Before joining the Obama administration, Axelrod served as senior adviser to the Obama-Biden presidential transition and senior strategist to Obama's campaign for the presidency.

From 1988 until 2009, Axelrod was senior partner at the consulting firm AKP&D Message and Media, based in Chicago. In that capacity, he managed media strategy and communications for more than 150 local, state, and national campaigns, with a focus on progressive candidates and causes.

In 2006, Axelrod ran the independent expenditure media program for the Democratic Congressional Campaign Committee, helping Democrats regain the majority in the House of Representatives. That same year, Axelrod served as media adviser to Deval Patrick, who was elected Massachusetts's first Democratic governor in 16 years and the state's first-ever African American governor.

In 2004, when Obama was a member of the Illinois State Senate, Axelrod helped him defeat a primary field of six other Democrats and go on to a landslide win in his U.S. Senate campaign.

Before entering politics in 1984, Axelrod spent eight years as a reporter for the Chicago Tribune, where he covered national, state, and local politics. In 1981, he became the youngest political writer and columnist in the paper's history. He also served as the Tribune's City Hall bureau chief.

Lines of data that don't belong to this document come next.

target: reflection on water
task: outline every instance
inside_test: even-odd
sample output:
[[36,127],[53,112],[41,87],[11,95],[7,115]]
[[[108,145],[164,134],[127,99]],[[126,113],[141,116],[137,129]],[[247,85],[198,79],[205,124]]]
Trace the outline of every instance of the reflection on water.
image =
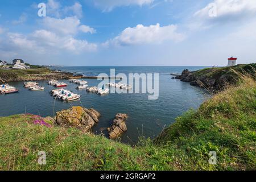
[[[109,74],[110,67],[61,67],[72,72],[78,72],[93,76],[100,73]],[[192,86],[188,83],[171,79],[170,73],[181,73],[185,67],[117,67],[117,73],[160,73],[159,98],[148,100],[146,94],[109,94],[99,96],[87,93],[85,90],[76,89],[77,85],[68,83],[66,89],[81,95],[80,100],[63,102],[55,100],[49,92],[55,89],[47,84],[47,81],[38,81],[45,86],[43,91],[31,92],[23,86],[23,82],[10,82],[18,88],[18,93],[0,96],[0,116],[7,116],[25,112],[40,114],[43,117],[52,116],[56,111],[67,109],[72,106],[82,106],[94,108],[100,111],[101,117],[99,123],[94,127],[96,134],[106,133],[106,129],[112,125],[114,116],[118,113],[126,113],[128,131],[122,136],[122,141],[136,142],[139,135],[154,137],[166,125],[175,122],[175,118],[191,108],[197,108],[209,95],[203,90]],[[188,68],[191,70],[201,68]],[[97,86],[97,80],[86,80],[89,85]],[[143,129],[142,129],[143,127]],[[130,139],[128,139],[128,137]]]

Active in charitable work in Chicago, Axelrod has supported Special Olympics and Misericordia. In 1998, he and his wife, Susan, helped found Citizens United for Research in Epilepsy (CURE), which has raised more than $9 million so far for scientists searching for a cure.

Axelrod was born in New York City in 1955, and graduated from Stuyvesant High School and the University of Chicago. He served as an adjunct professor of communication studies at Northwestern University and has lectured on political media at Harvard University, the University of Chicago, and the University of Pennsylvania.

The fall lecture series celebrates UD's position at the epicenter of politics during the fall 2008 presidential election and builds on successful election events on campus, including an earlier lecture series and an Election Night program that drew a large crowd to the Trabant University Center.

A Bloomberg news service reporter wrote that UD was at the epicenter of the 2008 election, with the Democrats represented by David Plouffe and Vice President Joe Biden and his wife Jill Biden and the Republicans by Steve Schmidt, a senior adviser to John McCain. All attended UD. Biden made a late campaign stop on campus last fall, and Plouffe and Schmidt returned for a lively discussion across the aisle in April.

The series is sponsored by the departments of Communication and Political Science and International Relations, the Office of the Provost, the College of Arts and Sciences, and the School of Urban Affairs and Public Policy.

In addition to Axelrod, other national speakers in the series include Plouffe, who played a central role in the Obama campaign, speaking Oct. 21 on “Lessons from a Presidential Campaign,” and Ed Gillespie, former chairperson of the Republican National Committee and White House adviser to George W. Bush, speaking on Nov. 18 on “The Future of the Republican Party.”